W pierwszej piątce przyjezdnych, poza wspomnianym już Janem Wójcikiem pojawili się Sebastian Kowalczyk, Dusan Kutlesić, Aleksandar Zecevic i Alen Hadzibegović. Naprzeciw nim stanęli Ojars Silins, Aigars Skele, Jakub Garbacz, znany z gry w Zastalu Nemanja Djurišić i Damian Kulig.
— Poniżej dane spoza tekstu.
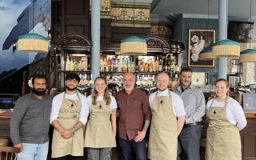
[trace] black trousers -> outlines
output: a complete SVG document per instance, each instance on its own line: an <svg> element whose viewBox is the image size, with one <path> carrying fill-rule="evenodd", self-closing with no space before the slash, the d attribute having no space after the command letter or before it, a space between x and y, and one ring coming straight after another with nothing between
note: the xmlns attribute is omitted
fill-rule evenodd
<svg viewBox="0 0 256 160"><path fill-rule="evenodd" d="M56 160L83 160L82 156L66 155L64 157L56 158Z"/></svg>
<svg viewBox="0 0 256 160"><path fill-rule="evenodd" d="M178 137L177 160L200 160L202 125L184 127ZM180 157L181 153L185 157Z"/></svg>

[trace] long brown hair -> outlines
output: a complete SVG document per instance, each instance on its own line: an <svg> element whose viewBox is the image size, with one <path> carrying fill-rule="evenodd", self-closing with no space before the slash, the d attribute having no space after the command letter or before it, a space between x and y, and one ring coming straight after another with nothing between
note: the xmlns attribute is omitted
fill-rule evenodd
<svg viewBox="0 0 256 160"><path fill-rule="evenodd" d="M98 79L102 79L105 82L105 84L106 85L106 81L104 78L102 77L98 77L95 78L94 80L94 86L95 86L95 82ZM95 86L94 86L94 92L92 94L92 99L93 99L93 105L96 105L97 104L97 98L98 98L98 91L95 90ZM106 105L110 105L110 101L111 101L111 98L110 98L110 94L108 91L108 89L107 89L107 86L106 88L105 89L105 91L104 91L104 96L103 96L103 101L106 102Z"/></svg>
<svg viewBox="0 0 256 160"><path fill-rule="evenodd" d="M228 89L227 90L227 93L226 93L226 95L228 96L230 94L230 85L229 85L229 82L226 80L226 79L224 79L224 78L220 78L220 79L218 79L215 82L215 86L217 85L217 83L218 82L224 82L225 84L226 84L226 88Z"/></svg>

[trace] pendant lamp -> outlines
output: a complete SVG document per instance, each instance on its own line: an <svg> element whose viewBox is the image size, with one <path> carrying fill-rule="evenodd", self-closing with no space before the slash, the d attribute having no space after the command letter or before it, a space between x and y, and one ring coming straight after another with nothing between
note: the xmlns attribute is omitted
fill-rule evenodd
<svg viewBox="0 0 256 160"><path fill-rule="evenodd" d="M42 35L34 33L34 12L33 2L33 33L18 36L18 50L31 52L48 52L48 39Z"/></svg>
<svg viewBox="0 0 256 160"><path fill-rule="evenodd" d="M134 35L121 41L120 54L122 55L146 55L147 54L146 41L134 36L135 24L135 0L134 1Z"/></svg>
<svg viewBox="0 0 256 160"><path fill-rule="evenodd" d="M213 46L213 56L216 58L236 58L240 56L240 45L235 41L224 39Z"/></svg>
<svg viewBox="0 0 256 160"><path fill-rule="evenodd" d="M247 49L240 53L239 62L256 62L256 50Z"/></svg>
<svg viewBox="0 0 256 160"><path fill-rule="evenodd" d="M228 6L226 5L226 15L228 14ZM226 25L226 38L227 32ZM218 41L213 45L213 56L215 58L238 58L240 56L240 45L235 41L223 39Z"/></svg>
<svg viewBox="0 0 256 160"><path fill-rule="evenodd" d="M250 22L251 22L251 7L252 0L250 0ZM256 62L256 50L247 49L240 53L239 62Z"/></svg>
<svg viewBox="0 0 256 160"><path fill-rule="evenodd" d="M200 60L213 60L215 59L215 57L213 56L212 50L204 50L199 54Z"/></svg>
<svg viewBox="0 0 256 160"><path fill-rule="evenodd" d="M208 28L209 27L209 10L210 10L210 6L209 6L209 1L207 2L207 7L208 7L208 18L207 18L207 22L208 22ZM207 32L207 39L209 39L209 33ZM211 46L210 46L211 47ZM200 54L199 54L199 60L213 60L215 59L215 57L213 55L213 52L212 50L210 48L203 50Z"/></svg>

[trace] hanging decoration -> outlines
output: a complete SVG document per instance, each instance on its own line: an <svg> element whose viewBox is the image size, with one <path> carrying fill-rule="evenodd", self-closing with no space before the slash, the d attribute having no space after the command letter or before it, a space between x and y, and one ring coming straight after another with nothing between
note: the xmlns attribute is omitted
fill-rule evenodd
<svg viewBox="0 0 256 160"><path fill-rule="evenodd" d="M135 0L134 0L134 35L121 41L120 54L122 55L146 55L147 44L145 39L134 36L135 26Z"/></svg>

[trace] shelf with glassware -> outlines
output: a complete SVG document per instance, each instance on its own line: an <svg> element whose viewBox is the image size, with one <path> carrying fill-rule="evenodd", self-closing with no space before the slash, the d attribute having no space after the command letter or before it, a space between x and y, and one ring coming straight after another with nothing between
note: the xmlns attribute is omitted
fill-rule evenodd
<svg viewBox="0 0 256 160"><path fill-rule="evenodd" d="M179 67L177 66L176 58L172 54L123 56L102 54L100 71L108 83L118 84L119 86L122 86L122 74L133 72L136 75L137 87L151 88L155 86L156 74L168 72L170 78L178 78Z"/></svg>
<svg viewBox="0 0 256 160"><path fill-rule="evenodd" d="M59 82L58 90L65 88L65 76L68 73L76 73L81 80L78 89L85 94L93 85L90 71L90 54L86 51L66 51L59 54L59 65L58 66L58 82Z"/></svg>

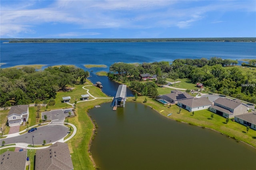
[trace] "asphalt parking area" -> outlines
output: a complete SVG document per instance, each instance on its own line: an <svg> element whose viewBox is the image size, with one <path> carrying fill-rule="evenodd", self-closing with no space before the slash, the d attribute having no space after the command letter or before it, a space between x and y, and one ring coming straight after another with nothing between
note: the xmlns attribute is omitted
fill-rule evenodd
<svg viewBox="0 0 256 170"><path fill-rule="evenodd" d="M65 118L69 116L69 112L71 113L71 115L74 115L74 113L71 109L64 109L53 110L48 112L42 113L42 120L44 120L44 115L47 116L48 120L51 120L50 124L64 123Z"/></svg>
<svg viewBox="0 0 256 170"><path fill-rule="evenodd" d="M18 133L20 131L20 125L14 126L10 127L8 134Z"/></svg>

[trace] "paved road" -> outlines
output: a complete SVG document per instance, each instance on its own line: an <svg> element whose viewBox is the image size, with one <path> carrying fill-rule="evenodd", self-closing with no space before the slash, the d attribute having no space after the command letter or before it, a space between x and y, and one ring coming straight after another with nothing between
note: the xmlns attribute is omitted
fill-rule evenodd
<svg viewBox="0 0 256 170"><path fill-rule="evenodd" d="M65 111L68 111L65 113ZM63 124L64 123L65 118L69 115L68 114L69 111L71 113L72 115L74 115L74 113L72 111L72 109L71 109L53 110L48 112L42 112L42 119L44 119L44 115L46 115L47 116L47 120L52 120L52 122L51 122L50 124Z"/></svg>
<svg viewBox="0 0 256 170"><path fill-rule="evenodd" d="M66 127L61 125L49 125L37 128L37 130L26 133L21 135L12 138L0 140L5 141L5 144L22 142L30 144L42 144L43 140L46 140L46 144L58 140L65 137L68 132ZM34 135L33 141L32 136Z"/></svg>

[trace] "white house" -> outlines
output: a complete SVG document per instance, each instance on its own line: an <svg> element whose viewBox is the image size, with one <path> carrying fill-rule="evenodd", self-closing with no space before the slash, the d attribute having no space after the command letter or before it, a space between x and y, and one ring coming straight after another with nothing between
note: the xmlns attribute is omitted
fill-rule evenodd
<svg viewBox="0 0 256 170"><path fill-rule="evenodd" d="M12 106L7 116L9 127L20 125L28 119L28 105L18 105Z"/></svg>
<svg viewBox="0 0 256 170"><path fill-rule="evenodd" d="M235 121L256 130L256 111L235 116Z"/></svg>
<svg viewBox="0 0 256 170"><path fill-rule="evenodd" d="M178 105L190 111L194 111L206 109L212 105L212 103L206 97L190 98L178 101Z"/></svg>
<svg viewBox="0 0 256 170"><path fill-rule="evenodd" d="M214 105L211 106L209 110L224 117L232 118L248 112L248 106L239 100L219 97L214 103Z"/></svg>

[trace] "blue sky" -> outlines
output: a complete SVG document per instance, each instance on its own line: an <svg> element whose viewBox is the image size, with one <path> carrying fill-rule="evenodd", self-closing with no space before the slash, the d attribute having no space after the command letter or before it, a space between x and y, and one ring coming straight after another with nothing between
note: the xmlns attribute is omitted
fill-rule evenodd
<svg viewBox="0 0 256 170"><path fill-rule="evenodd" d="M256 0L4 0L1 38L256 37Z"/></svg>

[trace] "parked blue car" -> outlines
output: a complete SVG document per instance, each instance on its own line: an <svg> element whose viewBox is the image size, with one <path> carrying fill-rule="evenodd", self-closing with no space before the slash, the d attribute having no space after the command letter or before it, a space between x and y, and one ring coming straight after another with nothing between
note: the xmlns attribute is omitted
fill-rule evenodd
<svg viewBox="0 0 256 170"><path fill-rule="evenodd" d="M34 131L36 130L37 130L37 129L36 128L33 128L28 130L28 132L29 133L31 132L34 132Z"/></svg>

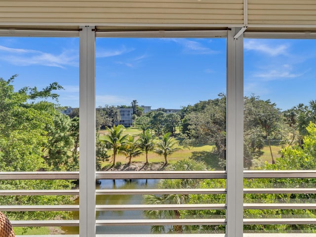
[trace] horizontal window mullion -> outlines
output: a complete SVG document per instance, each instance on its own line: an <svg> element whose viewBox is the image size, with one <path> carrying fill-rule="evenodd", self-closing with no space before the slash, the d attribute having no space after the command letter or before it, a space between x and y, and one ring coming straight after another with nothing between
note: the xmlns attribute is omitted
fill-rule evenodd
<svg viewBox="0 0 316 237"><path fill-rule="evenodd" d="M144 195L148 194L225 194L225 189L99 189L97 195Z"/></svg>
<svg viewBox="0 0 316 237"><path fill-rule="evenodd" d="M316 209L316 203L244 203L243 209Z"/></svg>
<svg viewBox="0 0 316 237"><path fill-rule="evenodd" d="M164 226L226 225L225 219L170 219L135 220L97 220L97 226Z"/></svg>
<svg viewBox="0 0 316 237"><path fill-rule="evenodd" d="M245 194L316 194L316 188L244 189Z"/></svg>
<svg viewBox="0 0 316 237"><path fill-rule="evenodd" d="M225 179L226 171L98 171L97 179Z"/></svg>
<svg viewBox="0 0 316 237"><path fill-rule="evenodd" d="M79 211L79 205L29 205L0 206L2 211Z"/></svg>
<svg viewBox="0 0 316 237"><path fill-rule="evenodd" d="M79 171L0 172L0 180L79 179Z"/></svg>
<svg viewBox="0 0 316 237"><path fill-rule="evenodd" d="M28 220L28 221L10 221L13 227L35 227L44 226L79 226L79 220Z"/></svg>
<svg viewBox="0 0 316 237"><path fill-rule="evenodd" d="M79 195L79 190L1 190L0 196L40 195Z"/></svg>
<svg viewBox="0 0 316 237"><path fill-rule="evenodd" d="M316 178L316 170L245 170L244 178Z"/></svg>
<svg viewBox="0 0 316 237"><path fill-rule="evenodd" d="M316 224L316 218L244 219L244 225L311 225Z"/></svg>
<svg viewBox="0 0 316 237"><path fill-rule="evenodd" d="M97 205L96 211L223 210L225 204Z"/></svg>

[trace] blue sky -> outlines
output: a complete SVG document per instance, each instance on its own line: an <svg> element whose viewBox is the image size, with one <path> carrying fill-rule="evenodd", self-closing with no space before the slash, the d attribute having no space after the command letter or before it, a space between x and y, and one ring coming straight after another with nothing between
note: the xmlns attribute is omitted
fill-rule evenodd
<svg viewBox="0 0 316 237"><path fill-rule="evenodd" d="M57 81L61 105L79 106L78 38L0 38L0 77L39 88ZM316 99L316 41L245 39L244 94L282 109ZM96 40L97 106L179 109L226 92L225 39Z"/></svg>

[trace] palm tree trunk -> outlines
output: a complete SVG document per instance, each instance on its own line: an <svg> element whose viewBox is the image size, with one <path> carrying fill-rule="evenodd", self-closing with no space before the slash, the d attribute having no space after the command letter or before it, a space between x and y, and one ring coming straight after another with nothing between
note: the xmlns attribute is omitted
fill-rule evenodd
<svg viewBox="0 0 316 237"><path fill-rule="evenodd" d="M272 164L275 164L276 163L276 161L273 158L273 154L272 153L272 149L271 148L271 142L270 142L270 139L268 139L268 144L269 144L269 147L270 149L270 154L271 154L271 158L272 159Z"/></svg>
<svg viewBox="0 0 316 237"><path fill-rule="evenodd" d="M114 165L115 165L115 157L116 154L115 153L114 153L113 154L113 163L112 164L112 167L114 167Z"/></svg>
<svg viewBox="0 0 316 237"><path fill-rule="evenodd" d="M180 213L179 212L179 211L178 211L177 210L176 210L174 211L174 214L175 214L175 219L179 219L180 218ZM176 233L182 233L183 232L182 231L182 226L174 226L173 228L174 229L174 231L176 232Z"/></svg>

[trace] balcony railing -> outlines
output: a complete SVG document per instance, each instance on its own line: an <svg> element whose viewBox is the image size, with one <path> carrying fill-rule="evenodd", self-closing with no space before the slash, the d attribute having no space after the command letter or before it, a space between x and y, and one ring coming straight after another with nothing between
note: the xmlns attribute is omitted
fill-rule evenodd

Pierwsze minuty spotkania nie obfitowały w celne rzuty. Obie drużyny próbowały, jednak po czterech minutach gry wynik wynosił 5-4 na korzyść gospodarzy. Zespoły wymieniały się praktycznie kosz za kosz. Zielonogórzanie skutecznie blokowali, lecz Stal ruszyła do ataku i rozstrzelała się z dystansu. Po dwóch celnych trójkach Damiana Kuliga i jednej Aigarsa Skele, ostrowianie wysunęli się na prowadzenie 16-8, a po chwili powiększyli przewagę do dziesięciu punktów. W ostatnich minutach pierwszej kwarty Stal jeszcze powiększała swoją przewagę, jednak Zastalowi udało się odpowiedzieć kilkoma dobrymi akcjami. Finalnie w tej części meczu lepsi byli gospodarze, którzy prowadzili 23-17. Szczególną różnicę robiła skuteczność w rzutach zza łuku – tylko w pierwszej kwarcie ostrowianie trafili 5 z 12 prób, przy tylko jednej celnej (na sześć prób) trójce Zastalu.
Po krótkiej przerwie zielonogórzanie zabrali się za odrabianie wyniku. Do kosza trafiali Brewton i Kutlesić i przewaga Stali stopniała do zaledwie dwóch punktów. Po niespełna minucie gry o przerwę poprosił trener Andrzej Urban. Stal trafiła do kosza zaledwie raz i zielonogórzanie szybko doprowadzili do remisu 26-26, a po trójce Hadzibegovicia po raz pierwszy w meczu objęli prowadzenie. Ostrowianie odzyskali jeszcze na moment przewagę, jednak Zastal ruszył do ataku i po serii 8-0 wynik wynosił 39-33 na korzyść przyjezdnych. Końcówka z kolei należała do gospodarzy, którzy zbliżyli się do zielonogórzan na dwa punkty. W ostatnich sekundach pod koszem ostrowian faulował Kowalczyk, lecz ostrowianie wykorzystali tylko jeden rzut wolny, po którym wybrzmiała syrena kończąca pierwszą połowę. Przed zmianą stron Zastal prowadził 39-38.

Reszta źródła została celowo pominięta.